Workers' Compensation

The adjuster is here to help me, right?

Absolutely not. The adjuster has only one job: to make her company profitable. The way she does that is by limiting how much she spends on your case. This doesn’t mean she’s going to be hateful and evil to you. That rarely works – although they do it sometimes. Rather, she’ll likely be pleasant but doesn’t follow through with things that cost her company money. Things like mileage reimbursements prompt scheduling of medical appointments, and ensuring that you’re weekly checks included credits for overtime, bonuses, and per diems.

What about the adjuster hiring a rehabilitation nurse? Our impression is that this is a calculated maneuver on her part. Yes, the nurse costs money. But if the nurse is effective the doctor may order less treatment and return you to work sooner than he ordinarily would. All of that saves the adjuster money.

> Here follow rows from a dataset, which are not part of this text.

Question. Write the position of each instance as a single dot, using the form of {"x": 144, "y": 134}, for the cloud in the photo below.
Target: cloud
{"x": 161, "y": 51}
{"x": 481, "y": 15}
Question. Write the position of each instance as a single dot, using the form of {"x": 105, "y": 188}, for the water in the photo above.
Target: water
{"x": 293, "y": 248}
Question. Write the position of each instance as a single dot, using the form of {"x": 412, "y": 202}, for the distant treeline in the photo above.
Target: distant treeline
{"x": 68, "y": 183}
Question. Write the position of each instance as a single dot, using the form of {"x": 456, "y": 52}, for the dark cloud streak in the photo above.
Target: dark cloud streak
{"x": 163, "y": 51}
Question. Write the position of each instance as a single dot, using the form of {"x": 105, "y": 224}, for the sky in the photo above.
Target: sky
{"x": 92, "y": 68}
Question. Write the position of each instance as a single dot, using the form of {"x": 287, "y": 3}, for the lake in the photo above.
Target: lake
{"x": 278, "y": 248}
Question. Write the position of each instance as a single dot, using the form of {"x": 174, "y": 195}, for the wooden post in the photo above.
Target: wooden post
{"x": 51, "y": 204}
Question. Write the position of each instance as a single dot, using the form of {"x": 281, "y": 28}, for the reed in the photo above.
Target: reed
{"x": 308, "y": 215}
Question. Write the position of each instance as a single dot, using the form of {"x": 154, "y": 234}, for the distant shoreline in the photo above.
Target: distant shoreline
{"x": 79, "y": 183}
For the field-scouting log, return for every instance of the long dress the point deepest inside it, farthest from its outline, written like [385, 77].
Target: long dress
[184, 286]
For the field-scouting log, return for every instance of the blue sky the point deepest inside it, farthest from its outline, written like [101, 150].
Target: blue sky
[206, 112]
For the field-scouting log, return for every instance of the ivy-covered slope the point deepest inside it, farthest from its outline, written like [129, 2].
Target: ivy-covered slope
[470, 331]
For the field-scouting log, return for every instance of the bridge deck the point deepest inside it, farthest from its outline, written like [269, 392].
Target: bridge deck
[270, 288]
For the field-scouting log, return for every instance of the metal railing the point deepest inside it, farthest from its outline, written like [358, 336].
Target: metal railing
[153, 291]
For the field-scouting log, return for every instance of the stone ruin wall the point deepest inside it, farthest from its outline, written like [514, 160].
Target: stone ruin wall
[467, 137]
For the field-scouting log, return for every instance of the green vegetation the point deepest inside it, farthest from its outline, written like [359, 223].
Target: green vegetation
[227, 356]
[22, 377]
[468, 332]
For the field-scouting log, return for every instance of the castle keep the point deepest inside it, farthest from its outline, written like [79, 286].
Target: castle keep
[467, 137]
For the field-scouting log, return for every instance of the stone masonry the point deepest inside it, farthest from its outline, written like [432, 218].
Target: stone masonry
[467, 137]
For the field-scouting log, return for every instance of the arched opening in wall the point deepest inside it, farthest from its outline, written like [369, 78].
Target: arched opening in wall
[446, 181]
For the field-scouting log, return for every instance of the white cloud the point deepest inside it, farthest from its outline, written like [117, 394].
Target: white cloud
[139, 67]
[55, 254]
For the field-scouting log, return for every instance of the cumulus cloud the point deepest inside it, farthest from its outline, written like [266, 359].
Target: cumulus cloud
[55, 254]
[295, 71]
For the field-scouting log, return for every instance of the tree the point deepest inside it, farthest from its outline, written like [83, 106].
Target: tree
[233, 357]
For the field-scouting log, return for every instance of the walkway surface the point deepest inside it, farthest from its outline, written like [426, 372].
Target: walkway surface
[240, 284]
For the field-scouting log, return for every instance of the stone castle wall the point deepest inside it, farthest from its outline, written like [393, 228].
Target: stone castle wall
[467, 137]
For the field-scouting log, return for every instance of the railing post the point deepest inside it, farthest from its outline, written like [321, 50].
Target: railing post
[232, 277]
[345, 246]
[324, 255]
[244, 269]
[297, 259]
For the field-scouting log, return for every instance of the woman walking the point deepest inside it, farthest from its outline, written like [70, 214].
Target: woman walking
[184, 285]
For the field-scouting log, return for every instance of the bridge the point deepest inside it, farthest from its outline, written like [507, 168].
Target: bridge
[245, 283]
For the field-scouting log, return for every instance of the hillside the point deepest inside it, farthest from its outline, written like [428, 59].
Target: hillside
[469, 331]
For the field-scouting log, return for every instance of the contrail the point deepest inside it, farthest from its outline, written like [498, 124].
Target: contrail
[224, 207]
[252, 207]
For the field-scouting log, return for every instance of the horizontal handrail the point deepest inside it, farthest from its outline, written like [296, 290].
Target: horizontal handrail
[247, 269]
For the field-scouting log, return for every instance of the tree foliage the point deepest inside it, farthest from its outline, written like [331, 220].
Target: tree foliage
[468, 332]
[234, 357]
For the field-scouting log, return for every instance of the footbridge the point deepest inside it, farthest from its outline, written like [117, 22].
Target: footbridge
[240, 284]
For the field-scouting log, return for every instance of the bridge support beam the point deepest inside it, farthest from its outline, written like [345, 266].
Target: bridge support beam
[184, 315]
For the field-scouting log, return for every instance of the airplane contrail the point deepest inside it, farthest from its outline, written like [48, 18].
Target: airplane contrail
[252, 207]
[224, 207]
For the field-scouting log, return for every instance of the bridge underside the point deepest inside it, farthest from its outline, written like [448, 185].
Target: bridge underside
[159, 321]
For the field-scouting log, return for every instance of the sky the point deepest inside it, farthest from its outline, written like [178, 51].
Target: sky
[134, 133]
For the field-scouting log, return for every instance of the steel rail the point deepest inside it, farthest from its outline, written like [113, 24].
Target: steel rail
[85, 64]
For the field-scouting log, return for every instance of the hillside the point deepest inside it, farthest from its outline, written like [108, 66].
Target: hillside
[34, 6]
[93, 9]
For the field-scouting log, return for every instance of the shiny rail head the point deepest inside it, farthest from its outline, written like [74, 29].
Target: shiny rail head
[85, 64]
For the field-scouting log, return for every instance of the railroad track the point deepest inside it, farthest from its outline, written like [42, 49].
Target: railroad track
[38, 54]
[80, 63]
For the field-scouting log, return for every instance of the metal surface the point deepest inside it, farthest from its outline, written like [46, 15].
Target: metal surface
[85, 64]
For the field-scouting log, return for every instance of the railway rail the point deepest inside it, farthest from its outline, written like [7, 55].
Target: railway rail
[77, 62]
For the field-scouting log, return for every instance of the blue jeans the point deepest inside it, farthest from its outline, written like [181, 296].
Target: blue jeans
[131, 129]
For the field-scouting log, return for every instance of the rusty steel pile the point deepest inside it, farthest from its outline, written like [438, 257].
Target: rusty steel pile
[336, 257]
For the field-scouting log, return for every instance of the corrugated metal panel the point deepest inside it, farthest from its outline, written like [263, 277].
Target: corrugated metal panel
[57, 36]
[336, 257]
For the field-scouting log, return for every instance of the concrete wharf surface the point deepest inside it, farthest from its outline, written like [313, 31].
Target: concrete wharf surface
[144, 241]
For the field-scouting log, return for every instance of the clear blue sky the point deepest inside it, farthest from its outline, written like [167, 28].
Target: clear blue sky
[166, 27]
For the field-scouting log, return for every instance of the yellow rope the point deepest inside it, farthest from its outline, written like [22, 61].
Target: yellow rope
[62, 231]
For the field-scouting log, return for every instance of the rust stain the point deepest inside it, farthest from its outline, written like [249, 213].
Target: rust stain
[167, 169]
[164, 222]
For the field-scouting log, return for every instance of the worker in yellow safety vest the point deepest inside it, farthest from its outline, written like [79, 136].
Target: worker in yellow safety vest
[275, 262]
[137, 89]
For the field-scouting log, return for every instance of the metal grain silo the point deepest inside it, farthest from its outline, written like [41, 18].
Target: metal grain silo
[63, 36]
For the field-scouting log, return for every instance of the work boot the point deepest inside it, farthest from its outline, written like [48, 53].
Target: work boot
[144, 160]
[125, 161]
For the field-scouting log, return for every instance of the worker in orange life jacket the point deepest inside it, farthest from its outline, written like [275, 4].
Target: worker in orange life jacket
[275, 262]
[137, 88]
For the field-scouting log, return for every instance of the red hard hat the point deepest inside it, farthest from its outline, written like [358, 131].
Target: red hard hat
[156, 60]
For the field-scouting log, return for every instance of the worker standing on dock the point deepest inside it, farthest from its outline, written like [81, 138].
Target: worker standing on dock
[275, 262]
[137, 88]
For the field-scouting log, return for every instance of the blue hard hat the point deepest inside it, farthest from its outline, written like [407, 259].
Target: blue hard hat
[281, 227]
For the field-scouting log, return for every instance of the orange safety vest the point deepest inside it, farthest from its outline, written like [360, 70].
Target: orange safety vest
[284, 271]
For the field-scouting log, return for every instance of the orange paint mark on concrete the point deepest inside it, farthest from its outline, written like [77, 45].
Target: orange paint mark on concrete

Keep in mind that your adjuster is probably under pressure from her supervisors to close out files as quickly as practicable. She’s also probably getting an earful from a lot of injured workers. If she’s been around any length of time she may well be feeling a little burnt out or jaded as to the complaints of workers’ compensation claimants.

The other thing to understand is that your adjuster is a professional. She knows the ins and outs of workers’ compensation. She undergoes rigorous annual training and periodic updates on the law. She is a professional. You are probably very very good at what you do (or did). But you aren’t a workers’ compensation professional. Putting it bluntly: you’re no match for her. You won’t even necessarily know where’s she’s cutting you short if she does. And this is without her even turning to a defense attorney to assist.

The bottom line is that workers’ compensation is one of those areas where you can be underwater without even knowing you are. That’s how complex the law is. It is never ever a mistake to call a lawyer. You may not need to hire one. But you do need to speak with one.